ROS can induce cell death, thus acting as a tumor suppressor [21]. Flow cytometry showed that the fluorescence intensities of both DCFH-DA and MitoSOX Red increased with an increased concentration of TFP in both OSCC cell lines (Fig. 2A). TFP-induced ROS production was inhibited by the ROS inhibitor N-acetyl cysteine (NAC) (Fig. 2B). Furthermore, co-treatment with TFP and NAC effectively reduced TFP-induced cell death (Fig. 2C). In addition, MMP, an important parameter reflecting mitochondrial function, was assessed using JC-1 staining. Treatment with TFP resulted in a decrease in MMP in both OSCC cell lines, as indicated by increased green fluorescence (Fig. 2D), suggesting that TFP disrupts mitochondrial function.
To further investigate whether the metabolic reprogramming in OSCC cells that was inhibited by TFP treatment was related to mitochondrial function, we examined those parameters using a Seahorse XF cell mito stress test kit in HSC-3 oral cancer cells. Notably, when exposed to a TFP concentration of 30 μM, the parameters of respiration (including basal respiration, ATP production, maximum respiration, and proton leak) exhibited significant reductions (Fig. 2E). These findings suggest that TFP may adversely affect the mitochondrial network due to impaired respiration capacity. Taken together, these findings strongly suggest that TFP-induced cell death of OSCC cells is due to ROS-mediated mitochondrial dysfunction.
TFP has the ability to suppress cell viability and induce cell death, so we characterized the type of cell death caused by TFP. Annexin V-FITC/PI staining and flow cytometry analysis was used to investigate the impact of TFP on OSCC cells. Our results indicate that treatment with TFP led to a dose-dependent increase in the proportion of early (Annexin V+, PI-) and late (Annexin V+, PI+) apoptotic cells (Fig. 3A). Further, TFP was also found to induce non-apoptotic cell death (Annexin V-, PI+) (Fig. 3A). To investigate the regulatory mechanisms underlying these alternative cell death modes, inhibitors targeting the different pathways were employed, and the MTT assay was utilized for analysis. OSCC cells were treated with 30 µM TFP in combination with an autophagy inhibitor (3-MA at 5 mM), ferroptosis inhibitors (Ferrostatin-1; Fer-1 at 5 µM and Deferoxamine; DFO at 10 µM), an apoptosis inhibitor (Z-VAD-FMK; ZVAD at 20 µM), and a necrosis inhibitor (Necrostatin-1 at 50 µM). The results (Fig. 3B) indicate that the apoptotic, autophagic and ferroptotic inhibitors significantly enhanced the reversal of TFP-induced effects compared to the other cell death inhibitors. Therefore, these findings suggest that TFP can regulate the survival of OSCC cells through the mechanisms of apoptosis, autophagy and ferroptosis.

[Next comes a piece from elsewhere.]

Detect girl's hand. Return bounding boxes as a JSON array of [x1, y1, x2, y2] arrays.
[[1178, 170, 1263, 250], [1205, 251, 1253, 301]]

Apoptotic signaling cascades are initiated by caspases [22]. Activated cytoplasmic endonucleases then cleave a wide range of substrates, including poly (ADP-ribose) polymerase (PARP), as a hallmark of apoptosis [23]. Western blot analysis showed that TFP upregulated the levels of active caspase-3 and PARP cleavage protein (Fig. 3C). Treatment with ZVAD, a pan-caspase inhibitor, mitigated the TFP-induced cleaved caspase-3 activity (Fig. 3D). These results suggest that TFP-induced apoptosis in oral cancer cells may be facilitated by caspase activation mechanisms.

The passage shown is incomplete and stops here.